The labyrinth of Old Delhi can be daunting with its twisting alleys packed with pedestrians, motorcycles and bicycle rickshaws. Himanshu shared his expertise about the district and the iconic sarees, but he also brought a sense of curiosity and calm to a chaotic place, reminding us of its rich history and current relevance. I can’t wait to join him for another eye-opening tour.
Everybody seems to be lipdubbing or dubsmashing all over the place these days. That’s why it’s a little tricky to explain why the Second Annual AES Lip Sync Party on May 16 was so special.
Was it seeing our friends and colleagues step outside their comfort zone? Was it the knowledge that a performance was the ticket for admission, so nobody was there to judge or heckle? Was it the face-cramping laughter? Was it the tables full of liquor donated by departing teachers cleaning out their cupboards? Was it the wigs, the costumes, the general silliness? Was it the video appearance of two stars from last year’s party or the surprise live appearance of friends who had left India?

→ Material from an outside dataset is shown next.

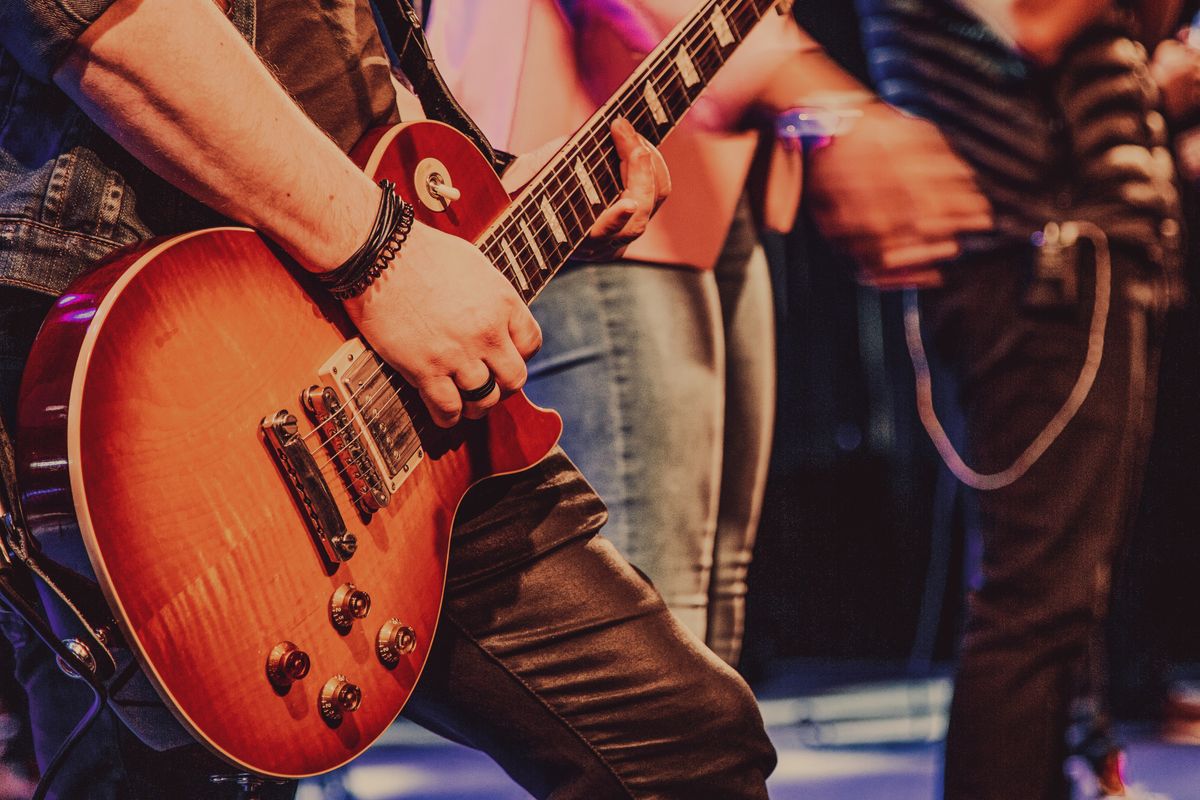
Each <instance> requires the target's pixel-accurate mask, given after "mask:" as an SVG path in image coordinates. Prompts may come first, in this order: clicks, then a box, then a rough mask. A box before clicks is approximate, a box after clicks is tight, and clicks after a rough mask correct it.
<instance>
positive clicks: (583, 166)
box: [575, 158, 600, 205]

Most likely, it was all that plus the genuine affection we felt for our school community. We’ve had some ups and downs in the last few years, and some of the downs have been doozies, but we stuck together. When a teacher breaks out a freestyle poem about #this place, and the crowd goes wild, well, you know you have something unique.
Much to my surprise, Tony agreed to perform with me. We sang the first minute or so of “True Love” by Pink, a song about sticking with someone despite their flaws. We dedicated the song to our cat, Khushi. If you’re one of the five people on the planet who don’t know how Khushi destroyed our lives this year, then read the backstory after the video.
Disclaimer: This party took place at AES with a bunch of AES teachers, but it was NOT sanctioned by the school, nor were any children present!
I would love to post the video of the whole evening because you can’t help but smile when see all the love in that room. However, I’ll respect the privacy of my peers and only share our own performance. Here ya go:
Back story: After summering in the States last year, we returned to Delhi to find our cat Khushi had gone bonkers. Our other cat, Ella, was totally fine, but Khushi screamed her head off day and night and peed on everything in sight. We took her to several different vets and tried a variety of interventions, including powerful anti-anxiety drugs in people form (no kitty prozac available in India). Nothing worked. At night, she would repeatedly run across our bed, howling maniacally. We took turns sleeping, with the other person sitting in another room to keep Khushi distracted. Tony was ready to euthanize her after a couple weeks, but I just couldn’t bear to do it. Instead, we suffered through almost eight months of sleep deprivation and zero quality of life. We couldn’t entertain because it stressed out the cat, but we couldn’t go out to dinner or visit friends because we worried she was peeing all over the house. Finally, a new vet speculated that her spaying had been botched. If any reproductive tissue remains in a cat, she will continue to go into heat until she gets pregnant. Awesome. The vet gave her a hormone shot, and – just like that – Khushi returned to relative normal. Needless to say, this experience consumed us for most of the school year. Everyone who asked, “How’s it going?” got an earful. Some days, that question triggered tears. That’s why we decided to sing our song in honor of Khushi.